Przed spaniem zaliczyliśmy spacer do rynku, licząc na to, że może coś się będzie już działo, jakieś ozdoby świąteczne, światełka. No i na kolację (do ukraińskiego baru z pierogami). Nic z tego. Rynek rozkopany. Straganów brak. Mimo wszystko w Gdyni czy Gdańsku o tej porze już kramiki świąteczne są rozstawione. Szkoda. Eli była zawiedziona.
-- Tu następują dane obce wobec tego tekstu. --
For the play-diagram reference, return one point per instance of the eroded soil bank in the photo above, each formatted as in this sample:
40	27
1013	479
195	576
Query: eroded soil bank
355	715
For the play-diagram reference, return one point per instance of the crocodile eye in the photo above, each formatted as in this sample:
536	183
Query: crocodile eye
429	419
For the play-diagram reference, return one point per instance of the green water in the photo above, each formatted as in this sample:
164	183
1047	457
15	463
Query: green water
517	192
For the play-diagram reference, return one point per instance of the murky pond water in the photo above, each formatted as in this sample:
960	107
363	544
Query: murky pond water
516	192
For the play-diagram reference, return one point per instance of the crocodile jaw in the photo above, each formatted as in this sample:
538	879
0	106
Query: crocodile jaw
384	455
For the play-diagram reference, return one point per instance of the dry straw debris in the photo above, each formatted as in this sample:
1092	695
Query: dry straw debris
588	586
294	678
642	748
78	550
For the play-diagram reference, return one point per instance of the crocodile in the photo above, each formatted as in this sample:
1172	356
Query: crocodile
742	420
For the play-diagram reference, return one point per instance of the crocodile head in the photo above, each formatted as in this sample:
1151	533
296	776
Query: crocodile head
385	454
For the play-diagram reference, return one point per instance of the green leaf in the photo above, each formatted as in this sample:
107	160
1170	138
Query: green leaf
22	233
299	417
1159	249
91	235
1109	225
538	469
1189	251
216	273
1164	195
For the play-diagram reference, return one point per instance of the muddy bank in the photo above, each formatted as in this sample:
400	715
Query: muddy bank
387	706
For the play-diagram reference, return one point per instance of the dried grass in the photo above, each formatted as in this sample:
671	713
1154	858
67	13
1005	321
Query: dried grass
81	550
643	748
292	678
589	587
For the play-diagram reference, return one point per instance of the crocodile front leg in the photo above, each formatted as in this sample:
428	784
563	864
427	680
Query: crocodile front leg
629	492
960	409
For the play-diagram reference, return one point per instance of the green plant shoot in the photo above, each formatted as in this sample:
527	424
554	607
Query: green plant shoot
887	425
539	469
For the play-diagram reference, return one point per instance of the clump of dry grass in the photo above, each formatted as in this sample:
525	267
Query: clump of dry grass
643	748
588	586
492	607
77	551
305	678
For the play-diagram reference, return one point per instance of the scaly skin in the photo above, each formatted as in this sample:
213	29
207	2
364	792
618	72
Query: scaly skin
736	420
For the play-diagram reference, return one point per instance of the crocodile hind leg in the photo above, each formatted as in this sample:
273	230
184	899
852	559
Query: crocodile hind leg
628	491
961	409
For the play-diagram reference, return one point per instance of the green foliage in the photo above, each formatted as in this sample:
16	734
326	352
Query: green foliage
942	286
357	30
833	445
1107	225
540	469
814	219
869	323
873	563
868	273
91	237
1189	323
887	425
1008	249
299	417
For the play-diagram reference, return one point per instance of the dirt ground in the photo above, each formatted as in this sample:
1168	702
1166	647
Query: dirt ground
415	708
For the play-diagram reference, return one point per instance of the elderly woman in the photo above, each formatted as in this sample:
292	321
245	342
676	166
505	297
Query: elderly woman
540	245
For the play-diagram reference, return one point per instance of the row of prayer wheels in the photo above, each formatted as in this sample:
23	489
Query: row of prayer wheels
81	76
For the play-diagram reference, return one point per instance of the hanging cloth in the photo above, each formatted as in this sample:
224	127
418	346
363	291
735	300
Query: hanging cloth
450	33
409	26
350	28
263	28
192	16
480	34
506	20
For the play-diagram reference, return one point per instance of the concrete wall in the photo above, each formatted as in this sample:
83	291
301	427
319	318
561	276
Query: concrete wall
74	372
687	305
Rano po śniadaniu przepakowanie. Jedna walizka zostaje w aucie, a lecimy z 3 nadawanymi i 1 podręczną Eli z zabawkami, i 2 plecakami. Na lotnisko dotarliśmy ok. 3h przed lotem. Auto zostawiliśmy na parkingu P5 obok terminala. Odprawa już była w trakcie, a my byliśmy na samym końcu. Mimo to po 1,5h stania mieliśmy już bilety na Dominikanę. Wszystkim udzielił się już lekki stres, pierwszy lot za ocean. Dla Eli to pierwszy lot w szerokim kadłubie. Przed nami było 10h lotu...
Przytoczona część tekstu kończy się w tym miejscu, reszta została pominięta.